The process includes our growing comprehension with gender roles, our place in the family, our relationships with friends and strangers ... everything, in fact, that makes us "us." It is an interesting thing that this process has hardly stabilized prior to puberty, which tends to shatter all our preconceptions about how we might deal with the unknown hypothetically, in our imagination. So it is worth noting that if you began role-playing games when you were 9, and you have memories of those games, you ceased to be the same person by the time you were 13. By 15 and 17, our priorities are so completely different from what they were in childhood that it's not surprising how many children play D&D and like games for hardly two years before quitting. Post-puberty, we're changing so fast in our outlooks that in comparatively few years, we jump from playing dress-up to performing Shakespeare in front of live audiences, including the whole school; or to slamming our bodies against those of strangers in attempts to win city-wide football competitions. It's dazzling how fast goes that gap between 9 and 15 ... try to compare that with what we may have done in the six years before turning 35, 45 or 55.
In short, nothing you believed when you were very young and playing this game can be felt by the present you all these years later. You weren't "you." And you are a very different person, with astoundingly different problems, not to mention different needs where it comes to activities that thoroughly occupy your emotional and intellectual capabilities. Daily, if you're older than 18, whether seeking an education or working at a job, you're handling details casually that would have terrified us at the age of 9 or 10. No matter how hard you try, no matter how loud you shout, you cannot dumb yourself down enough to make a simple game matter as much as you need it to matter ... not if you'll go on pursuing an activity of make believe and pretend play.

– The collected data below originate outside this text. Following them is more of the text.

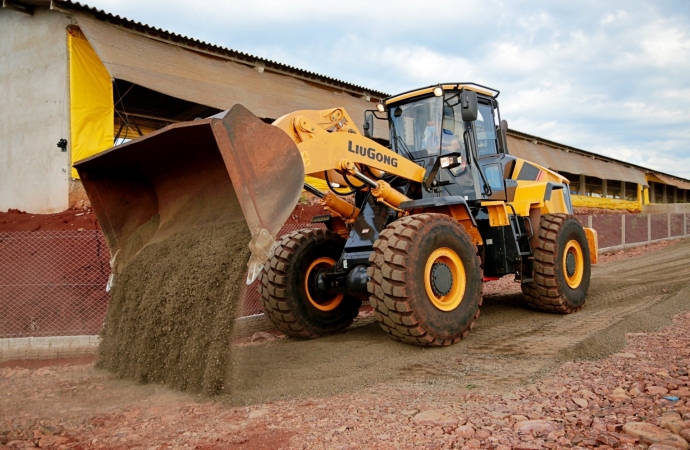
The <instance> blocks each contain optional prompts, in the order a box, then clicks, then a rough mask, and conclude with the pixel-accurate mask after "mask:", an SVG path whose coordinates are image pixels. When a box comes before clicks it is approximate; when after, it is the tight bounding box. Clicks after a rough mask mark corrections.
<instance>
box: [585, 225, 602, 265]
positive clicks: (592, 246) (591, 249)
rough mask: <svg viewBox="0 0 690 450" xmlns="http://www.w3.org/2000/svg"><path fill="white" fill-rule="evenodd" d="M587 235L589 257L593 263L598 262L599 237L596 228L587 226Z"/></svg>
mask: <svg viewBox="0 0 690 450" xmlns="http://www.w3.org/2000/svg"><path fill="white" fill-rule="evenodd" d="M585 236H587V245H588V247H589V259H590V261H591V262H592V264H596V263H597V261H598V260H599V238H598V236H597V230H595V229H594V228H585Z"/></svg>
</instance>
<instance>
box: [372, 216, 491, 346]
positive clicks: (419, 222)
mask: <svg viewBox="0 0 690 450" xmlns="http://www.w3.org/2000/svg"><path fill="white" fill-rule="evenodd" d="M369 262H370V264H371V267H370V268H369V277H370V281H369V283H368V284H367V288H368V290H369V293H370V294H371V295H370V297H369V299H370V300H369V301H370V302H371V306H372V307H374V309H375V313H374V315H375V318H376V320H377V321H378V322H379V325H380V326H381V328H382V329H383V330H384V331H385V332H386V333H388V334H389V335H390V337H392V338H393V339H396V340H398V341H401V342H405V343H408V344H415V345H425V346H446V345H451V344H455V343H457V342H458V341H459V340H460V339H461V338H463V337H465V336H466V335H467V333H469V331H470V330H471V329H472V327H473V326H474V323H475V320H476V319H477V317H478V316H479V307H480V306H481V304H482V288H483V285H482V271H481V267H480V261H479V257H478V256H477V248H476V247H475V245H474V244H473V243H472V241H471V239H470V237H469V235H468V234H467V232H466V231H465V228H464V227H463V226H462V225H461V224H460V223H459V222H458V221H456V220H455V219H453V218H451V217H449V216H446V215H443V214H417V215H413V216H408V217H404V218H402V219H400V220H397V221H395V222H393V223H392V224H390V225H388V227H386V229H385V230H384V231H383V232H382V233H381V235H380V237H379V240H378V241H376V243H375V244H374V252H373V253H372V255H371V256H370V258H369Z"/></svg>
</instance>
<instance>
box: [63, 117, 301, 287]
mask: <svg viewBox="0 0 690 450" xmlns="http://www.w3.org/2000/svg"><path fill="white" fill-rule="evenodd" d="M216 117H218V116H214V118H209V119H203V120H195V121H192V122H182V123H176V124H173V125H170V126H167V127H165V128H163V129H161V130H158V131H156V132H154V133H151V134H149V135H146V136H142V137H140V138H138V139H135V140H132V141H130V142H127V143H126V144H123V145H119V146H117V147H113V148H111V149H109V150H107V151H104V152H102V153H99V154H97V155H95V156H92V157H90V158H86V159H83V160H81V161H78V162H77V163H76V164H75V165H74V167H76V169H77V171H78V172H79V176H80V177H81V179H82V182H83V185H84V189H85V190H86V194H87V195H88V197H89V200H90V201H91V205H92V207H93V209H94V212H95V213H96V216H97V218H98V221H99V223H100V225H101V228H102V229H103V232H104V234H105V237H106V240H107V241H108V245H109V247H110V252H111V253H110V254H111V255H113V260H112V261H111V265H112V266H113V273H114V274H118V273H121V271H122V269H123V268H124V267H125V266H126V265H127V263H128V262H129V261H131V260H132V259H133V258H134V257H135V256H136V255H137V254H138V253H139V252H140V251H141V250H142V249H143V248H144V247H146V246H147V245H149V244H153V243H156V242H160V241H162V240H164V239H166V238H167V237H169V236H171V235H173V234H175V233H178V232H181V231H184V230H188V229H191V228H195V227H205V226H209V225H221V224H224V223H228V222H237V221H241V220H244V221H246V222H247V225H248V227H249V230H250V231H251V234H252V241H251V243H250V249H251V250H252V256H251V258H250V262H249V264H248V265H249V266H250V271H249V275H248V281H247V284H249V283H250V282H251V281H253V280H254V279H255V278H256V276H257V275H258V273H259V271H260V269H261V267H262V266H263V264H264V263H265V262H266V260H267V258H268V253H269V252H270V250H271V247H272V245H273V244H274V242H275V236H276V234H277V233H278V231H279V230H280V228H281V227H282V226H283V224H284V223H285V221H286V220H287V219H288V217H289V215H290V213H291V212H292V210H293V208H294V206H295V205H296V204H297V201H298V200H299V196H300V194H301V192H302V187H303V185H304V166H303V164H302V158H301V156H300V153H299V151H298V149H297V146H296V145H295V143H294V142H293V141H292V139H290V137H289V136H288V135H287V134H286V133H285V132H283V131H282V130H280V129H279V128H277V127H274V126H272V125H268V124H266V123H264V122H263V121H261V119H259V118H258V117H256V116H254V115H253V114H252V113H251V112H249V111H248V110H247V109H246V108H245V107H243V106H242V105H235V106H234V107H233V108H232V109H230V110H229V111H227V112H226V113H225V115H224V116H222V118H216Z"/></svg>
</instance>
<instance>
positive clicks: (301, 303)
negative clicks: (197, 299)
mask: <svg viewBox="0 0 690 450" xmlns="http://www.w3.org/2000/svg"><path fill="white" fill-rule="evenodd" d="M344 246H345V240H344V239H343V238H341V237H340V236H339V235H337V234H336V233H333V232H332V231H328V230H319V229H304V230H299V231H294V232H292V233H289V234H287V235H285V236H283V237H282V238H281V240H280V242H279V243H278V246H277V247H276V249H275V251H274V252H273V254H272V255H271V257H270V259H269V261H268V262H267V263H266V265H265V266H264V270H263V272H262V274H261V285H260V286H259V290H260V292H261V302H262V304H263V307H264V312H265V313H266V316H267V317H268V318H269V319H270V320H271V322H273V324H274V325H275V326H276V328H278V329H279V330H280V331H282V332H283V333H285V334H286V335H287V336H290V337H297V338H307V339H314V338H318V337H322V336H329V335H332V334H337V333H341V332H343V331H345V329H346V328H347V327H349V326H350V325H352V322H353V321H354V319H355V317H357V313H358V311H359V307H360V306H361V305H362V302H361V301H359V300H357V299H356V298H354V297H350V296H345V295H343V294H338V295H333V296H330V297H328V298H322V296H320V295H319V294H318V292H317V291H316V289H315V280H316V275H317V274H318V272H319V271H320V270H324V269H328V268H330V267H332V266H333V265H334V264H335V263H336V261H337V260H338V259H339V258H340V255H341V253H342V251H343V248H344Z"/></svg>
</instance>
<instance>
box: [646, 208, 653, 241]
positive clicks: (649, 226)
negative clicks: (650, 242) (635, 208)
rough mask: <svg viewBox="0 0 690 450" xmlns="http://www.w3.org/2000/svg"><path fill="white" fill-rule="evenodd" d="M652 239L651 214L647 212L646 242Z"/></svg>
mask: <svg viewBox="0 0 690 450" xmlns="http://www.w3.org/2000/svg"><path fill="white" fill-rule="evenodd" d="M651 240H652V215H651V214H647V242H649V241H651Z"/></svg>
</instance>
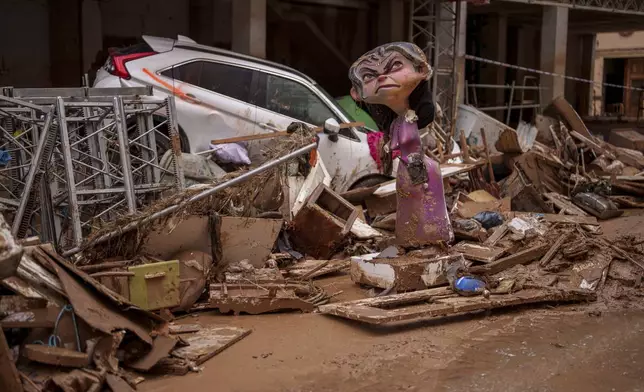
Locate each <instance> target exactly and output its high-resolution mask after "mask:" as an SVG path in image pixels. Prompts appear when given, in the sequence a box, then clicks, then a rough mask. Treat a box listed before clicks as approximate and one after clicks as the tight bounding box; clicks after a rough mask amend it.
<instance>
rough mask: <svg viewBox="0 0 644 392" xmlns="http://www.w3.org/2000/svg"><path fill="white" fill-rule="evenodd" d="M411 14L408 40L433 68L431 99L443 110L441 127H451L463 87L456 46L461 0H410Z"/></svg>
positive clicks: (460, 57)
mask: <svg viewBox="0 0 644 392" xmlns="http://www.w3.org/2000/svg"><path fill="white" fill-rule="evenodd" d="M410 13H411V15H410V18H409V20H410V23H409V39H410V41H412V42H414V43H415V44H417V45H418V46H419V47H420V48H421V49H423V51H424V52H425V54H426V55H427V59H428V60H429V62H430V64H431V65H432V67H433V69H434V76H433V77H432V83H431V88H432V92H433V96H434V102H437V103H438V104H439V105H440V107H441V109H442V110H443V119H442V124H441V125H442V126H443V129H446V130H447V129H451V127H452V125H453V124H454V122H455V116H456V111H457V106H458V102H459V99H460V97H459V93H460V91H461V90H462V86H463V75H462V72H461V71H460V70H461V68H462V64H463V58H462V56H461V53H460V49H461V48H460V47H459V46H460V26H461V3H460V2H453V1H441V0H411V4H410Z"/></svg>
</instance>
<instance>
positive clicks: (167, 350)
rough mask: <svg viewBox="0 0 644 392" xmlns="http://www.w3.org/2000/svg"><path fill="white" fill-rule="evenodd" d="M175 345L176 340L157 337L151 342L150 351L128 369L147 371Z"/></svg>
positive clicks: (170, 338)
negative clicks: (151, 342)
mask: <svg viewBox="0 0 644 392" xmlns="http://www.w3.org/2000/svg"><path fill="white" fill-rule="evenodd" d="M176 345H177V340H176V339H174V338H171V337H169V336H163V335H159V336H157V337H156V338H154V342H152V349H151V350H150V351H149V352H148V353H147V354H145V355H144V356H143V357H141V358H139V359H138V360H137V361H135V362H133V363H129V364H128V367H131V368H132V369H134V370H139V371H147V370H150V369H151V368H152V367H154V365H156V364H157V363H158V362H159V361H160V360H162V359H163V358H165V357H167V356H168V355H169V354H170V351H172V349H173V348H174V347H175V346H176Z"/></svg>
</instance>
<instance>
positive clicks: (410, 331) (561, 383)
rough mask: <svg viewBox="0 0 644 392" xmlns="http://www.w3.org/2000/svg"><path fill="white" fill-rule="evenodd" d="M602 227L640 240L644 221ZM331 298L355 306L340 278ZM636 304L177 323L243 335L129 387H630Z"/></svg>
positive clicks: (638, 339) (265, 316)
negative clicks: (197, 326) (226, 326)
mask: <svg viewBox="0 0 644 392" xmlns="http://www.w3.org/2000/svg"><path fill="white" fill-rule="evenodd" d="M633 215H634V216H629V217H624V218H620V219H618V220H614V221H611V222H607V223H605V224H604V225H603V229H604V233H605V236H606V237H607V238H612V237H615V236H618V235H624V234H630V235H637V236H642V237H644V217H643V216H637V215H636V214H633ZM319 283H320V284H321V285H323V286H325V287H326V288H327V290H328V291H329V292H335V291H338V290H342V291H343V293H342V294H341V295H340V296H338V300H348V299H356V298H362V297H364V296H366V295H367V292H366V290H365V289H362V288H360V287H358V286H355V285H353V284H352V283H351V281H350V279H349V277H348V276H346V275H345V276H336V277H331V278H327V279H323V280H320V281H319ZM637 305H638V304H626V303H625V304H623V305H620V306H616V305H615V304H614V303H611V304H610V305H607V304H606V303H601V302H600V303H596V304H592V305H581V304H577V305H567V306H560V307H551V306H541V307H538V308H534V307H532V308H518V309H512V310H510V311H505V312H499V311H495V312H493V313H491V314H477V315H469V316H462V317H457V318H454V319H451V320H448V321H441V322H436V321H425V322H418V323H412V324H404V325H398V326H394V327H384V328H383V327H367V326H365V325H363V324H360V323H356V322H351V321H347V320H343V319H340V318H333V317H330V316H323V315H319V314H296V313H288V314H287V313H284V314H272V315H260V316H238V317H235V316H225V315H220V314H217V313H216V312H211V313H203V314H199V315H196V316H194V317H193V316H191V317H187V318H186V319H184V320H181V322H183V323H199V324H202V325H208V324H211V323H216V324H223V325H234V326H240V327H246V328H252V329H253V333H252V334H251V335H250V336H248V337H247V338H246V339H244V340H242V341H240V342H239V343H237V344H235V345H234V346H232V347H230V348H229V349H227V350H225V351H224V352H222V353H221V354H219V355H217V356H216V357H214V358H213V359H211V360H209V361H208V362H206V363H205V364H204V369H203V371H202V372H201V373H193V374H189V375H187V376H184V377H158V378H155V379H152V378H148V380H147V381H146V382H144V383H143V384H141V385H139V390H141V391H144V392H146V391H150V392H151V391H154V392H170V391H184V392H201V391H217V392H225V391H231V392H232V391H235V392H250V391H265V392H272V391H293V392H295V391H370V392H377V391H388V392H389V391H585V392H589V391H640V390H644V382H643V378H644V373H643V372H642V371H641V368H642V367H643V366H644V352H643V350H644V311H641V310H635V309H633V308H636V307H638V306H637Z"/></svg>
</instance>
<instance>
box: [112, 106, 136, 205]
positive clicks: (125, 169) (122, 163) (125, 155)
mask: <svg viewBox="0 0 644 392" xmlns="http://www.w3.org/2000/svg"><path fill="white" fill-rule="evenodd" d="M114 123H115V126H116V133H117V136H118V140H119V153H120V155H121V166H122V169H123V187H124V188H125V200H126V201H127V209H128V212H129V213H134V212H136V195H135V194H134V180H133V179H132V165H131V163H130V149H129V143H128V135H127V123H126V122H125V110H123V100H122V99H121V97H114Z"/></svg>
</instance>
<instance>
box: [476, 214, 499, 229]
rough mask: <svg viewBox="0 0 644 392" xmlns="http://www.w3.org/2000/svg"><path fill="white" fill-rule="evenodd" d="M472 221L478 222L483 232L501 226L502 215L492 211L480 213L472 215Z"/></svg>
mask: <svg viewBox="0 0 644 392" xmlns="http://www.w3.org/2000/svg"><path fill="white" fill-rule="evenodd" d="M474 220H476V221H477V222H479V223H480V224H481V226H483V228H484V229H485V230H488V229H491V228H493V227H497V226H500V225H502V224H503V215H501V214H499V213H498V212H494V211H482V212H479V213H478V214H476V215H474Z"/></svg>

For it to have any real value, you'll have to invest that play with a level of creativity and imagination that supercedes your daily life — that is the only real path to achieve escape, if escape is what you want. Otherwise, however you drag yourself through the rituals of throwing dice, the simpler you make the experience the harder it will be to find it meaningful. The harder it will be for you to care. The harder it will be to continue the charade that you do care, when in fact you don't.
The disillusionment I see is nothing more complicated than watching people "grow up." Growing up is a good thing, obviously. We need grown ups to make the world function. But the play we indulge in has to grow up as well; and that means digging deeper into making play harder rather than easier. It means putting the seven-league boots in the closet and getting immersed in deeper subjects, such as cartography, calculus, philosophy and dramatics.
And so now I'll call it a post and publish it.